Inhaler Trainer Efficacy Study

Inhaler Trainer Efficacy Study: Interactive Training Tool Providing Technique Feedback for COPD/Asthma Medication Delivery

This will be a randomized, controlled, clinical trial. The investigators aim to determine the feasibility of and efficacy of the Inhaler Trainer Device for ongoing inhaler skill training.

The research team will enroll 140 patients from the inpatient or outpatient setting from the University of Chicago Medicine over the course of up to 12 months. Participants will complete assessments, a lung function test via spirometry, and inhaler education via either the Inhaler Trainer Device learning program or Brief Intervention.
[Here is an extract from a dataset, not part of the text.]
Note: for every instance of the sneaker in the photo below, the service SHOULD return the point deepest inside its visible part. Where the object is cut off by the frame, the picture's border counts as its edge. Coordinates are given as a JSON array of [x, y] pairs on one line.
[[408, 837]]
All participants will return at 6 weeks (window of +/- one week) post-initial inhaler education for an in-person evaluation of their inhaler skills, lung function, and acute care utilization. Finally, a post-study semi-structured interview will be conducted to gather feedback on the device after the 6-week visit has been completed.

Study Overview

• Status: Recruiting
• Conditions: Asthma; Copd; Acute Exacerbation of COPD
• Intervention / Treatment: Device: Inhaler Trainer System; Other: Initial Inhaler Use Assessment; Other: Inhaler Use Instruction

Detailed Description

The research team will enroll 140 patients from the inpatient or outpatient setting from the University of Chicago Medicine inpatient services, COPD/APN clinic, general medicine clinic, and/or Pulmonary clinic until all participants have been enrolled (approximately over the course of 12 months).

Patients will be randomized into one of two treatment conditions: one including use of the inhaler training device and one with our standard brief intervention.
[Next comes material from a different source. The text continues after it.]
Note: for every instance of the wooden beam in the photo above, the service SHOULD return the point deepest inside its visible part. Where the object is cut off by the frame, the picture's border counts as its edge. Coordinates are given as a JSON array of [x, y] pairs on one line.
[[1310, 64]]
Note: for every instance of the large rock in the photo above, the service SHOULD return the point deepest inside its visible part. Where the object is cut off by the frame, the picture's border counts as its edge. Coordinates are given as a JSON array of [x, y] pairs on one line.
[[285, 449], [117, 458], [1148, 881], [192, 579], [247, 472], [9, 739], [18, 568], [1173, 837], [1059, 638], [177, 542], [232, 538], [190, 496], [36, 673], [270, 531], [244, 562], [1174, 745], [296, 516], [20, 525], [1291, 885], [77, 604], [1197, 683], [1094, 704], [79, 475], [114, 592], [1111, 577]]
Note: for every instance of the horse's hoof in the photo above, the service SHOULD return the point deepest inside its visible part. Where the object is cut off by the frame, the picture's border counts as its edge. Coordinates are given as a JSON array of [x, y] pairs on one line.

After obtaining informed consent, participants will complete assessments, including a lung function test via spirometry, and inhaler education via either the Inhaler Trainer Device learning program or standard education techniques. Participants randomized to the inhaler training device arm will be trained on how to use their inhaler and the inhaler trainer device. The Inhaler Trainer Device will monitor the patient's inspiratory waveform to confirm technique compliance based on objective metrics and provide feedback on how to better perform technique.
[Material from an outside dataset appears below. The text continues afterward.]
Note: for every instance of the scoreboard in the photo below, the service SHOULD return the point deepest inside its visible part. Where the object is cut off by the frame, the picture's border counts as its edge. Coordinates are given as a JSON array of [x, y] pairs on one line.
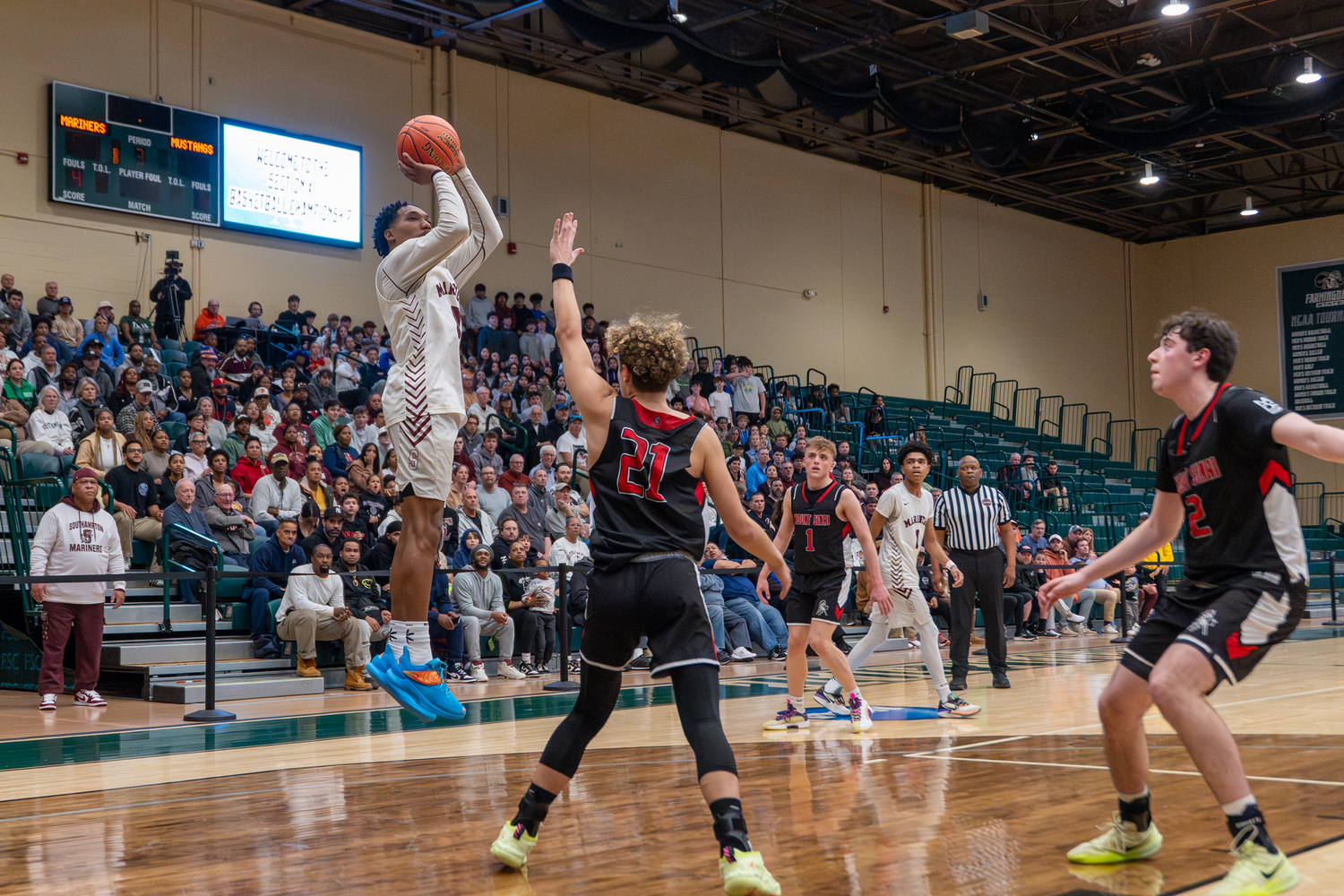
[[134, 156]]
Participants will continue to use their inhaled medications with the inhaler trainer device for 6 weeks post-baseline. They will return at 6 weeks post-initial instruction for an in-person evaluation of their inhaler skills, lung function, and acute care utilization. Finally, a post-study semi-structured interview will be conducted to gather feedback on the device after the 6-week visit has been completed. This interview will occur either during the 6-week follow-up visit or at a later time via phone call or zoom call. In the interview, a standard elicitation framework guided by the Integrative Model (IM) of Behavioral Prediction and Change will be used to generate feedback on training experience. The research team will also prompt participants to give feedback on the design, content, and functionality of the inhaler and training system. Additional prompts and questions will be used to ensure that information is provided that speaks to participants' perceptions of the positive and negative consequences related to using the trainer.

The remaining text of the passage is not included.